I still fail to see how "peak bits" or "bursted bits" are more expensive than "regular bits". A 100Mbit FE port costs whatever it costs, and does not fluctuate with usage. This is true of almost all of your links within the network - excluding those where you have negotiated usage-based billing. An OC3, point to point, costs as much as it costs irrelevant of its usage. Therefore, every bit that crosses this circuit has a cost.
Why not simply pass this cost on to the customer bit for bit?

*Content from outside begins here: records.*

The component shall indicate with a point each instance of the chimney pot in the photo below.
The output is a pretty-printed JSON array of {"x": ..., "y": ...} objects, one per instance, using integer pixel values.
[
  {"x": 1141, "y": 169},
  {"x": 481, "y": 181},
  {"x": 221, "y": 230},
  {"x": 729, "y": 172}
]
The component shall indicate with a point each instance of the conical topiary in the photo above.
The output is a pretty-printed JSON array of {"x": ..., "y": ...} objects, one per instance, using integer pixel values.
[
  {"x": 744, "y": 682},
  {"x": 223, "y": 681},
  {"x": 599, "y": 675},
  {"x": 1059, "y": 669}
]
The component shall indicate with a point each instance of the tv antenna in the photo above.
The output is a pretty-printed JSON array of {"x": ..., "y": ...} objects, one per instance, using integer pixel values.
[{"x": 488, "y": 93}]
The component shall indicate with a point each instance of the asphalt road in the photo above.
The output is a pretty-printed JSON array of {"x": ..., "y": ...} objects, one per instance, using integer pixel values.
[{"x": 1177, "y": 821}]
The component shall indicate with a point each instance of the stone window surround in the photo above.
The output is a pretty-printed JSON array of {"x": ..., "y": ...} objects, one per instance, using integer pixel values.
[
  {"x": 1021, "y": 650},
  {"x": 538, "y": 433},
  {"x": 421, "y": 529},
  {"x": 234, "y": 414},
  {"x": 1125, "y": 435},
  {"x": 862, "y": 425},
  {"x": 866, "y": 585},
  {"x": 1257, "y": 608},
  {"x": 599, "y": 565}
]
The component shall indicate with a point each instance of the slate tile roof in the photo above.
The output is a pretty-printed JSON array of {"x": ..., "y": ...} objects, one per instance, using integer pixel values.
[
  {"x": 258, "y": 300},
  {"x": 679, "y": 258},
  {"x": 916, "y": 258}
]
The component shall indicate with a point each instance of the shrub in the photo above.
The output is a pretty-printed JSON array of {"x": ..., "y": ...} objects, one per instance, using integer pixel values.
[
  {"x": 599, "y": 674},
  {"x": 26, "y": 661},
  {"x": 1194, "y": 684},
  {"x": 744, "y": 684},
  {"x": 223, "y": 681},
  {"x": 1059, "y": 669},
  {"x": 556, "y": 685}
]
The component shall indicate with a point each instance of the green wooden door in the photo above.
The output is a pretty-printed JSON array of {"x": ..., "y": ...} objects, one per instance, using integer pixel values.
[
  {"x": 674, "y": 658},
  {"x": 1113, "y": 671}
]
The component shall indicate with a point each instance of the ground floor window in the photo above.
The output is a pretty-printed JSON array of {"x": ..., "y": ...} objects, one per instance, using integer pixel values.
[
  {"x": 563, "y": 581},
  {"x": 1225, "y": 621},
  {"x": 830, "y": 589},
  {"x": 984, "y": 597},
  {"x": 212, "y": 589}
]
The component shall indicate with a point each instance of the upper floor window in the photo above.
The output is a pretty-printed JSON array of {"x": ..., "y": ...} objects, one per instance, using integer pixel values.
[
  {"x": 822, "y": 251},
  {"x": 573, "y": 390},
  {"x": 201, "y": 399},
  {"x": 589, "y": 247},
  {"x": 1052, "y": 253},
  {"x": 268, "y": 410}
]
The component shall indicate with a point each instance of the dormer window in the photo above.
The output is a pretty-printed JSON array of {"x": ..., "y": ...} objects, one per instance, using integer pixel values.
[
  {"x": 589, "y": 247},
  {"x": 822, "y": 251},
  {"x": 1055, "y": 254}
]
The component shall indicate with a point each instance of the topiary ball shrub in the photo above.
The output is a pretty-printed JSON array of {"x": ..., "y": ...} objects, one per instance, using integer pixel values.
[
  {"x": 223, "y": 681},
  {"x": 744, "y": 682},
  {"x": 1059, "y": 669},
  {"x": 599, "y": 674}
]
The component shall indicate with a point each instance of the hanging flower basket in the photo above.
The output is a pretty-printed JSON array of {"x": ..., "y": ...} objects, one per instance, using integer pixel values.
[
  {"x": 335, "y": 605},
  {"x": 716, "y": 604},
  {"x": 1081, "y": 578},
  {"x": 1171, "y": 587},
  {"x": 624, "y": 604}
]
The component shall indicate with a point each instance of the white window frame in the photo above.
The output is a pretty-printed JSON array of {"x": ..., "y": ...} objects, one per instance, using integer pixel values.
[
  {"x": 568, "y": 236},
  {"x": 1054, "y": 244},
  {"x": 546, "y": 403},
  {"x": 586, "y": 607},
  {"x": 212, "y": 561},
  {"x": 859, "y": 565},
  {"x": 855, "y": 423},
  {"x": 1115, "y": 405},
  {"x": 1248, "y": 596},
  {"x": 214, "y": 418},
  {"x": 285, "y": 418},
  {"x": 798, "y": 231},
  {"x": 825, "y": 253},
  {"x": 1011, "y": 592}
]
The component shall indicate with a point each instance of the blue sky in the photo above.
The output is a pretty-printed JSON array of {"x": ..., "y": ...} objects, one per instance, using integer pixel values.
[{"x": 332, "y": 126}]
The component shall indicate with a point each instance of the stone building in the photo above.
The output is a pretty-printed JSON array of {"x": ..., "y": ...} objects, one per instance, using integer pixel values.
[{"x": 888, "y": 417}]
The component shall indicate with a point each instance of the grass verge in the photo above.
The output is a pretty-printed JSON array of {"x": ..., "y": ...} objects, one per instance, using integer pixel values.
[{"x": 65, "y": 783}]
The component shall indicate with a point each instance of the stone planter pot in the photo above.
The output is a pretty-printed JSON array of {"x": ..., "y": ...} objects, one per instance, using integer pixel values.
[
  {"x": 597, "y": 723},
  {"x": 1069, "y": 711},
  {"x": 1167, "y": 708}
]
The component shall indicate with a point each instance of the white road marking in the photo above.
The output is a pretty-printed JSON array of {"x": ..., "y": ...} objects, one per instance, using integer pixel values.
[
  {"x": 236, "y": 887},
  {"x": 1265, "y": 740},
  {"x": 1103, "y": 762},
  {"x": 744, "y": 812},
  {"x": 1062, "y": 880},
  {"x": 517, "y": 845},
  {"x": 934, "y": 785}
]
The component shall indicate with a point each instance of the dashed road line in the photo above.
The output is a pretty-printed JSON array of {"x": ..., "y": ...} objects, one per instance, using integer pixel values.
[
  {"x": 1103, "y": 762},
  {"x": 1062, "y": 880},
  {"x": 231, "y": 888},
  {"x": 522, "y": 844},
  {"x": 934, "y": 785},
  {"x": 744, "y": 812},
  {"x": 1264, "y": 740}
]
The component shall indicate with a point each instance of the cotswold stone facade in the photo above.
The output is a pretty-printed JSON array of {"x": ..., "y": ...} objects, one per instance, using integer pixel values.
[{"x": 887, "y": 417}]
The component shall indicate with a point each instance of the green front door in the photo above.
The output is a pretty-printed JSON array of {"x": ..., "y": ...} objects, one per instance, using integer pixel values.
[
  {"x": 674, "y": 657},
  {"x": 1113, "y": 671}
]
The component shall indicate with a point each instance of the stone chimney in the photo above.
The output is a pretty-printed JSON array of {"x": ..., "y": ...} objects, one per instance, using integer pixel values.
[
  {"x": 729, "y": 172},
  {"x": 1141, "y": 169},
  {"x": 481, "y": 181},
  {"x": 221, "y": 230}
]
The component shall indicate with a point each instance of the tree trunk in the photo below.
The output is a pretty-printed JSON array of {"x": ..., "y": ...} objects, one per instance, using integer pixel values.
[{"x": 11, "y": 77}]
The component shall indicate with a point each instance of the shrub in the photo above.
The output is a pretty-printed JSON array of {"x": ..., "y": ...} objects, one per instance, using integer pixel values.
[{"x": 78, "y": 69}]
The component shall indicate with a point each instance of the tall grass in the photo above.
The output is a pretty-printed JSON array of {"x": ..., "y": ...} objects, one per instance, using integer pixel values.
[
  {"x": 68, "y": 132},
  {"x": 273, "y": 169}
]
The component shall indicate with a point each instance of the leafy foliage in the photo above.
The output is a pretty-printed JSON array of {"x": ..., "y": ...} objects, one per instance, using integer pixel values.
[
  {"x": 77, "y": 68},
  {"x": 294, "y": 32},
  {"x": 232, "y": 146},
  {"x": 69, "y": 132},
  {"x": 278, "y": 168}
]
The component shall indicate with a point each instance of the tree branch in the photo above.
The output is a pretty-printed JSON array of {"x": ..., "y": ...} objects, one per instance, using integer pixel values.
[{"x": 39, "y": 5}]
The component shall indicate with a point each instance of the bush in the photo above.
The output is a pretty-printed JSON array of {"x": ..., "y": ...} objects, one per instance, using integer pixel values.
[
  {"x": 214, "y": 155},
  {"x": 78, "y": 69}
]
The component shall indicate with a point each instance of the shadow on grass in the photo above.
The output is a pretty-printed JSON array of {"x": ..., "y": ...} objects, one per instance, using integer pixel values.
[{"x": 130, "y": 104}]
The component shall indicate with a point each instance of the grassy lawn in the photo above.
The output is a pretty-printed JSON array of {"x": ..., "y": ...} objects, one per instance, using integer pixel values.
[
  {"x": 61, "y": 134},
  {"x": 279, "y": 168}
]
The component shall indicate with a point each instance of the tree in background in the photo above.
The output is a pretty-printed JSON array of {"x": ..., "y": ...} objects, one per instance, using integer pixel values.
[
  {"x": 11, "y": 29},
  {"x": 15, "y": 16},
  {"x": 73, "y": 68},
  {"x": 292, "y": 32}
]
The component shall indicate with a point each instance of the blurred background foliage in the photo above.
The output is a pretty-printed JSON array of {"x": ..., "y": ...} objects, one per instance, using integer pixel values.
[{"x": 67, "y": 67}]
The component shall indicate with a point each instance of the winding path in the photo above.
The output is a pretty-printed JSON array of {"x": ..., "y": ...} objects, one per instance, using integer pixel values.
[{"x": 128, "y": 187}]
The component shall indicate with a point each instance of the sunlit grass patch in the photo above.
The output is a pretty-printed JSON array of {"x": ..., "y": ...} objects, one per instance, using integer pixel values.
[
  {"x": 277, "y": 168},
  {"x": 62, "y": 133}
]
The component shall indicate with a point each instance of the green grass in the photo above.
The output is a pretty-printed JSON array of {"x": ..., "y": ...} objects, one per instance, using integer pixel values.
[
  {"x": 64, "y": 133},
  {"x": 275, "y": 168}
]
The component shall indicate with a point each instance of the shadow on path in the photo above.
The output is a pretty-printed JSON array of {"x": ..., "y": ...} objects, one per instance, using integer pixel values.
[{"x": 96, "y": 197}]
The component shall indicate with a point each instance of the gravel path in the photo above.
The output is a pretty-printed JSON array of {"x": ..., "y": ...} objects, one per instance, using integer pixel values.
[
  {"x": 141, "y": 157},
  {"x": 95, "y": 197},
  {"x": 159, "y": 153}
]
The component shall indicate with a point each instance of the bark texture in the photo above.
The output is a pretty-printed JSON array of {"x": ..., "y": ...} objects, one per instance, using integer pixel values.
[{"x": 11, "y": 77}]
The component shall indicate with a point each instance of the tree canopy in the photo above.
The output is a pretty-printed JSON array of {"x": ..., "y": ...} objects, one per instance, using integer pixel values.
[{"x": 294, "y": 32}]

let's say that you've sold 1Gb/s of connectivity to each of 50 customers. if you don't do anything fancy in your backbone provisioning, two things will happen: (1) you will need 50Gb/s of peering connectivity to EVERY PEER and on EVERY BACKBONE LINK (just in case all five customers send full blast to the same destination at the same time, as in a DDoS or flash crowd scenario); (2) when you try to pass the costs of this provisioned capacity to all of your customers (equally), you will have noncompetitive rates. what actually happens is that you provision as much capacity (including whatever headroom your business plan calls for) as is actually needed, and then try to upgrade it fast enough so that your customers always get their bits through. it is not actually possible to get 50Gb/s worth of peering connectivity to most peers -- and if you could then they'd be dropping most of your traffic one hop inbound on their network anyway. charging for 95th percentile (highest of in or out, not additive) is a way to get those customers whose traffic puts the most strain on the provisioning plan to pay more. but consider another model for a moment. the power companies hereabouts use the monthly peak to set the rate (per KwH) for the month. so if you never hit them very hard then every KwH you buy from them is cheaper. this model correctly passes the provisioning (especially headroom) costs to commercial customers who put the most stress on the system, but also correctly rewards customers with lower costs based on them keeping their actual usage down. i'm not suggesting that this would apply perfectly to the IP transit situation, but it takes more of the relevant factors into account.